Investigation Overview
After drugstore.com, Inc. agreed to a takeover by Walgreen Co. an investigation on behalf of investors in drugstore.com, inc. (NASDAQ:DSCM) over possible breaches of fiduciary duty was announced.
The investigation by a law firm concerns whether certain directors and officers at drugstore.com, inc. (Public, NASDAQ:DSCM) or others breached their fiduciary duties in connection with proposed takeover.
On Thursday, March 24, 2011 drugstore.com, inc. (NASDAQ: DSCM) and Walgreen Co. (NYSE: WAG) (NASDAQ: WAG) announced a merger agreement pursuant to which Walgreens will acquire drugstore.com in a transaction with a total enterprise value of approximately $409 million. Under the terms of the proposed merger, drugstore.com stockholders will receive $3.80 in cash for each share of stock.
drugstore.com, inc. said the offer represents a premium of approximately 102 percent over drugstore.com's 30-day average closing stock price, and a premium of approximately 113 percent over the closing price of drugstore.com's common stock on March 23, 2011, the last trading day prior to today's announcement.
Indeed, shares of drugstore.com, inc. (NASDAQ: DSCM) jumped in response to the takeover news from $1.83 on Wednesday to $3.79 per share on Thursday.
However, DSCM shares traded during 2010 as high as $3.85 per share, leaving certain drugstore.com investors with no premium.
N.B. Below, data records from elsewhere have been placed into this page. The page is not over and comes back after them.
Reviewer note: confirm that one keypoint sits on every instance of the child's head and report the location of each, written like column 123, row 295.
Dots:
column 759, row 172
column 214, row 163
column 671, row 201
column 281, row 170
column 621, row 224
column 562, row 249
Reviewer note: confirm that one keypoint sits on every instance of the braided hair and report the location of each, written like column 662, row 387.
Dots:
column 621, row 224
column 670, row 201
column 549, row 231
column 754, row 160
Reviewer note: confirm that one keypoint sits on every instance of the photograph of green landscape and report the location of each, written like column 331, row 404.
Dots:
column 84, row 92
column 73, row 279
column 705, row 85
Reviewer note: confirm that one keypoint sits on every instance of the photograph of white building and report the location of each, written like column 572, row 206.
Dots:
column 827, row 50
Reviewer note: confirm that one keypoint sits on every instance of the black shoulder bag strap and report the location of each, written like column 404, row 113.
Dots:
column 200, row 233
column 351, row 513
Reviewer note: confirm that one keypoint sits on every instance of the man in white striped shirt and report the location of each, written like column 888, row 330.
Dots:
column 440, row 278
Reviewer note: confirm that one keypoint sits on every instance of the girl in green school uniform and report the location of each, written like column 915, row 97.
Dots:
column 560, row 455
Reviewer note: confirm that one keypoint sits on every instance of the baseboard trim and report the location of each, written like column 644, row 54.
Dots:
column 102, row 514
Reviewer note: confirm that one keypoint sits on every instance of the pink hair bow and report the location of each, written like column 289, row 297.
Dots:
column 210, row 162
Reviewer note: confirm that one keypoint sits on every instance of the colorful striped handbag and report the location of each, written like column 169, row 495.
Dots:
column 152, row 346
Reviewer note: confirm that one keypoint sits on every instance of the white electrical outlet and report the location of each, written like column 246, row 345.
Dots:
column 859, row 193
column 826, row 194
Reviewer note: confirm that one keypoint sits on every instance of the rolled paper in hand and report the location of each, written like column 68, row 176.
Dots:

Furthermore the performance of drugstore.com, inc. for its investors is increasing. drugstore.coms 12months Total Revenue increased from $339.33million in 2007 to $456.51million in 2010.
Therefore the investigation monitors and concerns whether drugstore.com Board of Directors undertook an adequate and fair sales process to obtain the maximized consideration for all shareholders of drugstore.com, inc. (NASDAQ:DSCM) and breached their fiduciary duties to drugstore.com (DSCM) investors by failing to adequately shop the Company before entering into the transaction. The investigation concerns also whether Walgreen Co. would underpay for NASDAQ:DSCM shares, thus unlawfully harming NASDAQ:DSCM investors. A potential class action lawsuit would seek to maximize the amount of money and information for NASDAQ:DSCM stockholders would receive in a buyout, so the law firm.